Spesso… troppo spesso ci affidiamo alle parole per esporre la nostra visione dei fatti ed attribuire un significato ad eventi e situazioni. La verità è che le parole sono come le fibre di un vestito troppo stretto per essere indossato dalla realtà che ci circonda. Il campo semantico possiede un’estensione troppo minuscola per venire coincidere con la complessità del reale. Quando scriviamo , quando traduciamo con l’inchiostro le nostre prospettive , quando realizziamo i nostri piccoli articoli e i nostro piccoli saggi rimane sempre un che di incompiuto e di irrisolto. La pubblicistica , gli articoli e post , per quanto ben elaborati e congegnati mantengono spesso un carattere fondamentalmente asettico e qualche volta abbiamo pure l’impressione di una decontestualizzazione dei fatti , della forse inconsapevole eliminazione di pulsioni nascoste ma pure ben presenti. E’ come dipingere un quadro totalmente astratto fatto di colori reali ma informi , privi di vera sostanza e perciò concreta. Non mi sorprende che i più grandi uomini che la storia abbia saputo esprimere , personalità come Socrate e Gesù , non avessero lasciato nulla di scritto temendo certamente di essere fraintesi e , quindi , in certo modo vilipesi. Conosciamo la loro opera attraverso i loro discepoli o , addirittura , attraverso i discendenti dei loro discepoli , quindi , in certo qual modo , non la conosciamo affatto.
Laddove la parola difetta , nell’intento di descrivere ed interpretare la nuda realtà , interviene la creatività , l’arte se volete. Nelle sue forme migliori l’arte rappresenta una forma di sapienza : essa penetra in profondo e tocca le corde più segrete facendole vibrare. In questo territorio la scarna parola finisce per perdere significato. L’arte è razionale o irrazionale ? Non possiede nessuno dei due tratti e li possiede al contempo , perché si manifesta come una specie di intuizione “organizzata” che si appropria ed assorbe ragione e sentimento. La parola può , però , uscire da sé stessa e diventare autenticamente creativa come nel caso della poesia. Non è più parola in sé , ma fonte da cui sgorgano fiumi di significato.

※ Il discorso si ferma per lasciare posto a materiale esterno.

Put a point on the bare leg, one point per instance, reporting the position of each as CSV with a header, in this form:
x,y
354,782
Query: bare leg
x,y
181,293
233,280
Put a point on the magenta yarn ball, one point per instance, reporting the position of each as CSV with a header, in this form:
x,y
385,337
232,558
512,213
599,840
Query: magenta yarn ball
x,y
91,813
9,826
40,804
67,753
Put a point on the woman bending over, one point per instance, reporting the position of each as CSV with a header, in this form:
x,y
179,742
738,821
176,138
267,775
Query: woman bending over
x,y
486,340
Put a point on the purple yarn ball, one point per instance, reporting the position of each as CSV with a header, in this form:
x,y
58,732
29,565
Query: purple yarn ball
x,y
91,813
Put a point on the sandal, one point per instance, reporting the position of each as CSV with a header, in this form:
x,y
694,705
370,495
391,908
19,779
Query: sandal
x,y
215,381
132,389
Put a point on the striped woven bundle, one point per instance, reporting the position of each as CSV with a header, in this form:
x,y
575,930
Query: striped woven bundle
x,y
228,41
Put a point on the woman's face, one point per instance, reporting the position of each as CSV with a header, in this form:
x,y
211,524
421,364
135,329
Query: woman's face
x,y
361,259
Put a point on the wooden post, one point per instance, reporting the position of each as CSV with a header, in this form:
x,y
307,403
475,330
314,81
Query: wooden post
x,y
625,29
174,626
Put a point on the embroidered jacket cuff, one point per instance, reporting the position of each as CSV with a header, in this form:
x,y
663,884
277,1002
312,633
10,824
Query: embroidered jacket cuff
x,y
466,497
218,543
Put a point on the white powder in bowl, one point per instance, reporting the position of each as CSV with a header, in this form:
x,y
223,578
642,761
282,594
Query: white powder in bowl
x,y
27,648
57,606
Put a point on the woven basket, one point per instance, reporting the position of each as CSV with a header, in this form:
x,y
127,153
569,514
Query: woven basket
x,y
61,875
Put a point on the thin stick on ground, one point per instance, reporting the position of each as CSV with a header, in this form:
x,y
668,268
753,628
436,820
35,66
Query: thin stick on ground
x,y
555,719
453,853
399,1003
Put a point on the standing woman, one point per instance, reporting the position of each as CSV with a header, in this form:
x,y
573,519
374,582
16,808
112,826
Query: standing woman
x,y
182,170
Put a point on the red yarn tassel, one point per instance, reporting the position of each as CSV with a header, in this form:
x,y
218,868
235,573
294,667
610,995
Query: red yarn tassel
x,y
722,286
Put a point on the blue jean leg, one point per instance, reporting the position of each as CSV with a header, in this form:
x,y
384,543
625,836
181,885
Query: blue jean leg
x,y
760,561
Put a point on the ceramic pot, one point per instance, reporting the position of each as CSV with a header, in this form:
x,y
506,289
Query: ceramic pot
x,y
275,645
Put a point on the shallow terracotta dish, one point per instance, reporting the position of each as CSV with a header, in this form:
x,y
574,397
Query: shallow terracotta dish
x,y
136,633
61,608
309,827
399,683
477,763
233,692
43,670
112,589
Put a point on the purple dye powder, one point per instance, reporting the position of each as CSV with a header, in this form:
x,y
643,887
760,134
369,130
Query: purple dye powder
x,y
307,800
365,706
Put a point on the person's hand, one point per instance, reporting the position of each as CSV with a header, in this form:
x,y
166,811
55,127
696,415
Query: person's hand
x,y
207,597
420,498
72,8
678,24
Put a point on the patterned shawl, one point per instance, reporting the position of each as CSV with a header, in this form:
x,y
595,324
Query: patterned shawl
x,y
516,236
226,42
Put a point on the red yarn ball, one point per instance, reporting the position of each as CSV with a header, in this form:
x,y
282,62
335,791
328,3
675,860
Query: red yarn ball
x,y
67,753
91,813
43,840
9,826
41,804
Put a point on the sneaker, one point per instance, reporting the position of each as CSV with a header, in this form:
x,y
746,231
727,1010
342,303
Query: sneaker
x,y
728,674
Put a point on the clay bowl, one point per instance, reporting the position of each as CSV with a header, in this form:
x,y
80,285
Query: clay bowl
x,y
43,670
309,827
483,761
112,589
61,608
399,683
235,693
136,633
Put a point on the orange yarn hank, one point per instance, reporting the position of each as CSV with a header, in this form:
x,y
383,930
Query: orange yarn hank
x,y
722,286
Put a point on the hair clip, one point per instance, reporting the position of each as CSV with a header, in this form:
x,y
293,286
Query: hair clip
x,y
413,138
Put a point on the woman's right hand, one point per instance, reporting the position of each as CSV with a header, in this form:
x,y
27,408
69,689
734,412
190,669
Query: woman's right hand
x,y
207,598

Perché questa introduzione ? Perché ritengo che , alle volte , per illustrare una situazione nelle pieghe più nascoste e per interpretare i fatti sia necessario affidarsi alla creatività più che alla saggistica. Se me lo consentirà , l’amico comedonchisciotte , procederò a quella che ha tutto l’aspetto di una recensione cinematografica , un omaggio a quel grande maestro della commedia all’italiana che è stato Dino Risi.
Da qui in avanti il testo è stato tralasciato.